As a bilateral amputee, (Ret.) Col. Gregory Gadson has continued to serve his country, starred in a Hollywood movie and won two Super Bowl rings. Here he tells us how.
Only a year after Gadson was wounded, he began biking again, letting his arms do the work. Here he rides by the Capitol Building in 2010.
Courtesy of Gregory Gadson
“It’s a slow-motion event, at least in your mind, when you go through something like this,” says Gadson. “I remember being ejected, hitting the ground and coming to a rolling stop. Then it was back to real motion and I was like, ‘I don’t know why I’m on my back and I can’t move.’ And then I just said, ‘God, I don’t want to die in this country.’”
From the ages of 8 to 18, for half his young lifetime, Greg Gadson looked forward to the day he would become a professional football player. After a running start in the third grade, he became an all-star linebacker at Indian River High School in Chesapeake, Virginia, as well as captain of the state all-star team. It looked like he was on his way to the pros. After he paid his dues in Division I college football, of course.
Then reality hit hard. “I had one Division I scholarship offer and that was recanted,” says Gadson. “I was just devastated. They thought I was too small – or too something.” But that was before he met a recruiter from the United States Military Academy at West Point who was scouting a teammate, and Gadson’s coach told the recruiter to take a look at his star linebacker, too. The two players visited West Point and Gadson approached the Army coach.
“I basically asked him, ‘Do you play Division I here?’” Gadson recalls. “When he said yes, I was like, ‘Then this is where I’m coming.’ I didn’t know anything about West Point, but I learned enough on the visit to know I wasn’t going to be a pro because when I graduated, I was going into the Army. So I went there with a chip on my shoulder because I wanted to prove to the world I was good.”

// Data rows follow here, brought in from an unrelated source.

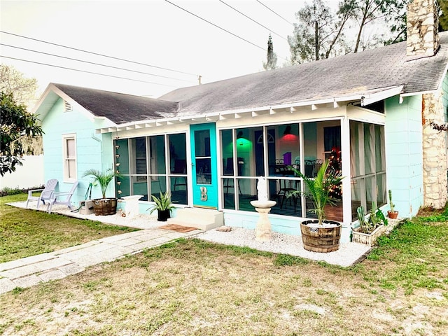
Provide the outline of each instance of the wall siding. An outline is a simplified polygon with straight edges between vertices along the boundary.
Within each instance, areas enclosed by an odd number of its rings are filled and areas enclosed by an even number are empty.
[[[421,96],[385,102],[387,188],[400,217],[415,216],[423,205]]]

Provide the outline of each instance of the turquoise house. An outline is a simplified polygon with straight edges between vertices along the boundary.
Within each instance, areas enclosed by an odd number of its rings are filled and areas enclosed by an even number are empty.
[[[435,23],[412,24],[434,18],[425,9],[410,7],[407,41],[157,99],[51,83],[35,108],[45,131],[46,180],[57,178],[62,190],[79,180],[77,205],[90,197],[85,170],[113,169],[122,178],[107,193],[120,206],[122,197],[139,195],[146,213],[151,195],[169,190],[178,210],[205,208],[222,214],[225,225],[253,228],[250,201],[262,176],[276,202],[272,230],[300,234],[299,223],[314,214],[293,192],[304,186],[289,167],[313,176],[330,160],[345,176],[337,205],[327,211],[343,223],[342,241],[358,206],[368,211],[374,201],[388,209],[388,190],[400,217],[442,207],[448,34],[430,29]],[[94,188],[92,198],[100,196]]]

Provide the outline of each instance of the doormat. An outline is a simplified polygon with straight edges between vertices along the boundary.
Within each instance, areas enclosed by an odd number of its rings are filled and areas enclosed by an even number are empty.
[[[167,224],[166,225],[162,225],[159,227],[160,229],[164,230],[172,230],[173,231],[176,231],[177,232],[189,232],[190,231],[193,231],[197,230],[196,227],[190,227],[189,226],[182,226],[177,225],[176,224]]]

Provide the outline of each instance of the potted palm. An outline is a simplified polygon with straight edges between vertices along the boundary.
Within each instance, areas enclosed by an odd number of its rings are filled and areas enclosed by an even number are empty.
[[[106,197],[106,190],[109,183],[120,174],[111,169],[101,172],[97,169],[88,169],[84,172],[83,177],[93,177],[93,185],[98,183],[101,188],[103,198],[93,200],[93,209],[96,216],[114,215],[117,211],[117,198]]]
[[[167,191],[164,193],[160,192],[160,196],[159,197],[151,195],[151,198],[155,204],[153,207],[147,210],[150,210],[150,214],[157,210],[157,220],[160,222],[166,222],[167,220],[171,217],[171,212],[175,206],[171,202],[171,192]]]
[[[326,220],[325,206],[335,205],[335,200],[330,192],[335,186],[338,186],[343,177],[334,169],[328,169],[330,162],[326,160],[321,166],[315,177],[308,177],[294,169],[307,187],[307,191],[301,192],[309,197],[312,202],[312,212],[317,220],[304,220],[300,223],[300,231],[305,250],[313,252],[332,252],[339,248],[341,237],[341,223]]]

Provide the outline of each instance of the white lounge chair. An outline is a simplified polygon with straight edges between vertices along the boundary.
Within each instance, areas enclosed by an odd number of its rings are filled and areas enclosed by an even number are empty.
[[[53,195],[50,200],[48,200],[48,204],[47,205],[47,211],[48,214],[51,212],[51,208],[53,204],[63,204],[66,205],[70,210],[73,210],[71,209],[71,196],[73,196],[73,193],[75,192],[76,187],[78,187],[78,181],[76,181],[73,183],[71,186],[71,189],[70,191],[62,191],[60,192],[53,192]]]
[[[36,209],[39,209],[39,203],[41,201],[45,204],[45,201],[48,201],[51,199],[55,189],[57,186],[57,180],[56,178],[52,178],[47,181],[47,184],[43,189],[34,189],[32,190],[28,190],[28,198],[27,199],[27,208],[28,207],[28,203],[29,201],[37,201],[37,205]],[[41,191],[41,195],[38,196],[33,196],[33,192],[37,192]]]

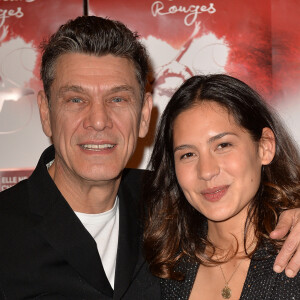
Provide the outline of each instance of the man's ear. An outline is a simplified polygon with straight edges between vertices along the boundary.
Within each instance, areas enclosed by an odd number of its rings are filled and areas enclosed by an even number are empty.
[[[50,107],[47,96],[44,91],[39,91],[37,96],[37,102],[39,106],[40,119],[43,127],[43,131],[46,136],[52,136],[51,121],[50,121]]]
[[[146,93],[144,97],[144,103],[141,111],[141,120],[139,128],[139,137],[146,136],[149,130],[151,111],[152,111],[153,99],[151,93]]]
[[[268,165],[272,162],[276,152],[276,141],[273,131],[265,127],[259,141],[259,156],[262,165]]]

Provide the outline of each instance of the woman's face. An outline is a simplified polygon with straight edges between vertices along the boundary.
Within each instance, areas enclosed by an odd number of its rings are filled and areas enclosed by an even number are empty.
[[[262,165],[273,159],[267,141],[254,142],[214,101],[179,114],[173,138],[176,176],[185,197],[212,221],[228,220],[248,206],[259,188]]]

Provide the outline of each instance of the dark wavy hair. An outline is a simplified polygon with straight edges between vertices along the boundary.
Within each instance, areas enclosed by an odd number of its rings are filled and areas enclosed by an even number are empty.
[[[175,267],[188,256],[201,264],[214,262],[205,247],[214,245],[207,238],[207,220],[186,200],[176,179],[173,155],[173,124],[176,117],[204,101],[223,106],[238,125],[246,129],[253,141],[259,141],[262,130],[269,127],[276,141],[273,161],[263,167],[261,184],[251,201],[244,230],[245,255],[247,230],[253,224],[257,238],[273,243],[269,233],[279,214],[299,207],[300,158],[297,146],[275,112],[244,82],[228,75],[194,76],[187,80],[169,101],[161,117],[144,189],[146,201],[144,251],[150,271],[161,278],[182,279]],[[201,120],[199,120],[201,122]]]
[[[67,53],[95,56],[111,54],[129,59],[135,67],[143,99],[150,67],[146,48],[138,37],[123,23],[96,16],[77,17],[61,25],[40,45],[43,53],[40,75],[48,101],[57,59]]]

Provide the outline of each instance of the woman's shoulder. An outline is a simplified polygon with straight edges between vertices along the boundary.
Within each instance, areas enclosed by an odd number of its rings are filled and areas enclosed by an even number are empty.
[[[300,299],[300,274],[289,278],[273,271],[275,249],[266,243],[254,254],[244,284],[241,300]]]
[[[180,272],[183,280],[161,279],[162,300],[187,300],[190,296],[199,264],[184,256],[178,262],[175,270]]]

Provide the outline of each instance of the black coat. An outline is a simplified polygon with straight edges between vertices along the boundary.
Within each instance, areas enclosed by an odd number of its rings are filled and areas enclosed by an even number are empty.
[[[258,249],[249,266],[240,300],[300,300],[300,274],[288,278],[285,273],[273,271],[275,255],[269,255],[271,246]],[[201,266],[200,266],[201,267]],[[199,264],[183,259],[178,270],[185,280],[161,279],[161,299],[188,300],[196,279]],[[214,278],[211,278],[213,281]],[[199,300],[202,298],[199,297]],[[205,300],[205,299],[203,299]]]
[[[95,240],[48,174],[53,159],[51,146],[28,180],[0,193],[0,299],[159,299],[159,282],[141,255],[143,172],[125,170],[118,191],[113,291]]]

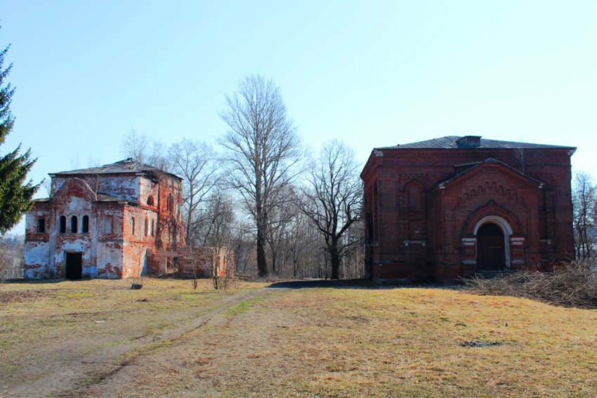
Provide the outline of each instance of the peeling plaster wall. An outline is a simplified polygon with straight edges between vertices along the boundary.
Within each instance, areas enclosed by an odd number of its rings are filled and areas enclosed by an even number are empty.
[[[83,277],[164,273],[167,263],[179,256],[181,270],[188,264],[202,264],[209,275],[211,249],[184,246],[181,188],[181,180],[167,174],[159,182],[141,173],[53,176],[51,198],[36,201],[27,215],[26,277],[64,277],[67,253],[81,254]],[[147,203],[150,197],[152,204]],[[84,215],[89,218],[86,232]],[[64,232],[59,231],[61,216],[66,218]],[[73,216],[77,218],[76,232],[71,231]],[[45,220],[44,233],[37,231],[39,218]]]
[[[133,220],[134,219],[134,234]],[[147,223],[145,223],[147,220]],[[156,253],[155,236],[151,235],[152,220],[157,223],[155,211],[133,206],[124,208],[122,244],[122,277],[135,277],[141,274],[144,266],[151,268],[149,262]]]
[[[102,193],[126,201],[138,201],[139,200],[139,186],[142,176],[135,174],[123,175],[81,174],[76,176],[56,176],[52,178],[51,196],[54,196],[66,181],[74,177],[85,181],[94,192]],[[143,179],[147,178],[143,178]]]

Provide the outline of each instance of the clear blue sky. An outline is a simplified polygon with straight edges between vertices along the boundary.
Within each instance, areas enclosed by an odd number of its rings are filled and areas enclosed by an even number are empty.
[[[477,135],[577,147],[597,177],[597,1],[0,0],[0,25],[17,88],[0,152],[31,147],[34,181],[119,160],[131,128],[213,142],[251,73],[315,149],[341,138],[364,163]]]

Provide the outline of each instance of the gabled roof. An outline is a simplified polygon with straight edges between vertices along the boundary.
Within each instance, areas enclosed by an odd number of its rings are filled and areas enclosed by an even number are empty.
[[[144,173],[148,175],[157,175],[166,173],[182,180],[178,175],[168,173],[167,171],[140,161],[133,160],[132,158],[125,159],[115,163],[105,164],[98,167],[90,167],[88,168],[79,168],[78,170],[70,170],[67,171],[58,171],[58,173],[50,173],[51,175],[76,175],[81,174],[126,174]]]
[[[375,148],[376,150],[418,150],[418,149],[459,149],[461,148],[457,141],[464,138],[457,135],[449,135],[447,137],[442,137],[441,138],[433,138],[433,140],[427,140],[426,141],[419,141],[418,142],[412,142],[410,144],[397,145],[393,147],[383,147]],[[531,149],[531,148],[544,148],[544,149],[556,149],[556,148],[570,148],[575,149],[574,147],[567,147],[560,145],[545,145],[543,144],[531,144],[528,142],[516,142],[514,141],[499,141],[498,140],[487,140],[486,138],[480,138],[480,145],[478,148],[491,148],[491,149]]]
[[[537,187],[540,187],[542,185],[542,183],[541,181],[539,181],[537,180],[535,180],[534,178],[529,177],[526,174],[523,174],[522,173],[520,173],[520,171],[518,171],[516,168],[511,167],[510,166],[508,166],[505,163],[504,163],[502,161],[499,161],[499,160],[497,160],[497,159],[494,159],[490,157],[490,158],[486,159],[483,161],[479,162],[475,166],[473,166],[471,168],[468,168],[468,170],[466,170],[464,173],[461,173],[460,174],[458,174],[457,175],[454,175],[454,177],[451,177],[450,178],[448,178],[447,180],[445,180],[444,181],[439,183],[437,185],[437,186],[440,189],[443,189],[443,188],[446,187],[447,186],[450,186],[450,185],[453,184],[454,183],[455,183],[455,182],[457,182],[457,181],[458,181],[458,180],[459,180],[462,178],[464,178],[466,176],[470,175],[471,174],[474,173],[475,171],[478,170],[480,168],[483,167],[484,166],[491,165],[491,164],[498,165],[498,166],[500,166],[501,167],[506,168],[507,170],[509,170],[513,175],[516,175],[516,176],[518,176],[518,178],[525,180],[527,182],[527,183],[530,183],[530,184],[532,184],[533,185],[536,185]]]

And he was. Gadson lettered all four years, started in two and a half seasons, and led his team in tackles behind the line of scrimmage in his junior and senior years. Just before graduation, he won the Army Athletic Leadership Award. In the back of his mind, he considered becoming a high school teacher so he could stay close to football as a coach. Then he began his requisite five years of service in the United States Army.